We also show that large events decrease in number following the addition of adenosine or increase following addition of 4-AP. We utilized this new technique to test whether pr changes after the induction of LTP, as we and others have previously reported (Antonova et al.,

2001, Bolshakov and Siegelbaum, 1994, Enoki et al., 2009, Malgaroli et al., 1995 and Zakharenko et al., 2001). We find that LTP produces an increase in the incidence of large Ca2+ events at some but not all boutons to a single round of LTP (Figure 12C). A second round of LTP increased pr at boutons that had Venetoclax previously not shown an increase or increased further the incidence of large Ca2+ events at boutons that had previously shown Selleckchem INCB018424 an increase. These data are consistent with previous work in which LTP produces an increase in pr at active synapses (Emptage et al., 2003 and Enoki et al., 2009) but does not show an increase in pr at silent synapses (Emptage et al., 2003 and Ward et al., 2006). However, silent synapses once unmasked by LTP do show an increase in pr. These data also reveal that multiple rounds of LTP are able to repeatedly

increase pr at active synapses. This not only illustrates how heterogeneity of pr might be achieved but also has implications for information storage, because it illustrates that synapses are not bistable elements but instead serve as graded storage devices capable of repeatedly updating transmission efficacy. Transverse 350 μm hippocampal organotypic heptaminol slices were prepared from male Wistar rat pups, postnatal day 7 (Harlan UK) as previously described (Emptage et al., 1999 and Stoppini et al., 1991).

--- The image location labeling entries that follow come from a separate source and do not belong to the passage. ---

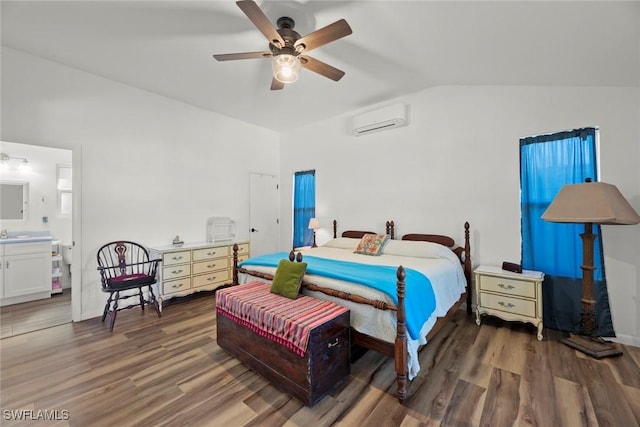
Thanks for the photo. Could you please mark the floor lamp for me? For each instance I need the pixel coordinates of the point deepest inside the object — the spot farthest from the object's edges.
(590, 203)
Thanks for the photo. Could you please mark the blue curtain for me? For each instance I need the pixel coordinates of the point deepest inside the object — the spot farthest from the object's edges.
(547, 163)
(304, 207)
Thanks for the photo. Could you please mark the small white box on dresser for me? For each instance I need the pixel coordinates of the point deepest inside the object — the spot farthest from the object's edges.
(509, 296)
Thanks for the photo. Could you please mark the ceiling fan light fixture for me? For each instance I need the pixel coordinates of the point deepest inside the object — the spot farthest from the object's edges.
(286, 68)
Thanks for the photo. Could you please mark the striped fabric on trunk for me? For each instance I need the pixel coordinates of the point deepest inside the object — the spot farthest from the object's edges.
(286, 321)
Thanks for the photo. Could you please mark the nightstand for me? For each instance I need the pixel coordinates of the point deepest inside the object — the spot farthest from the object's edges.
(509, 296)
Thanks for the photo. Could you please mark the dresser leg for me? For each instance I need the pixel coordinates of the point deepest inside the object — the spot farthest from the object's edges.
(540, 331)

Each slice was maintained in culture for 7–14 days

prior to use. Slices were transferred to a recording chamber (Scientific Systems Design) mounted on an Olympus BX50WI microscope with a BioRad Radiance 2000 confocal scanhead (BioRad/Zeiss) and were superfused at 30°C with oxygenated ACSF as described previously (Ward et al., 2006). Whole-cell patch clamp and sharp microelectrode recording techniques were used in the study, and the data were collected using WIN WCP software (Strathclyde Electrophysiology Software). The criteria employed for identifying axons and boutons has previously been characterized using synaptophysin staining (Emptage et al., 2001). In brief, the Oregon green 488 fluorescence allowed the identification of axons according to the following criteria: thin shaft (as opposed to dendrites), tortuous trajectory, and distinct varicosities in the absence of dendritic spines. The boutons selected were located 75–300 μm and at least two branch points distal to the initial axon segment for pharmacological characterization. Line scans were synchronized to intrasomatically stimulated APs triggered by injecting current (∼0.5–2.5 μA) with a stimulus duration of 30 μs.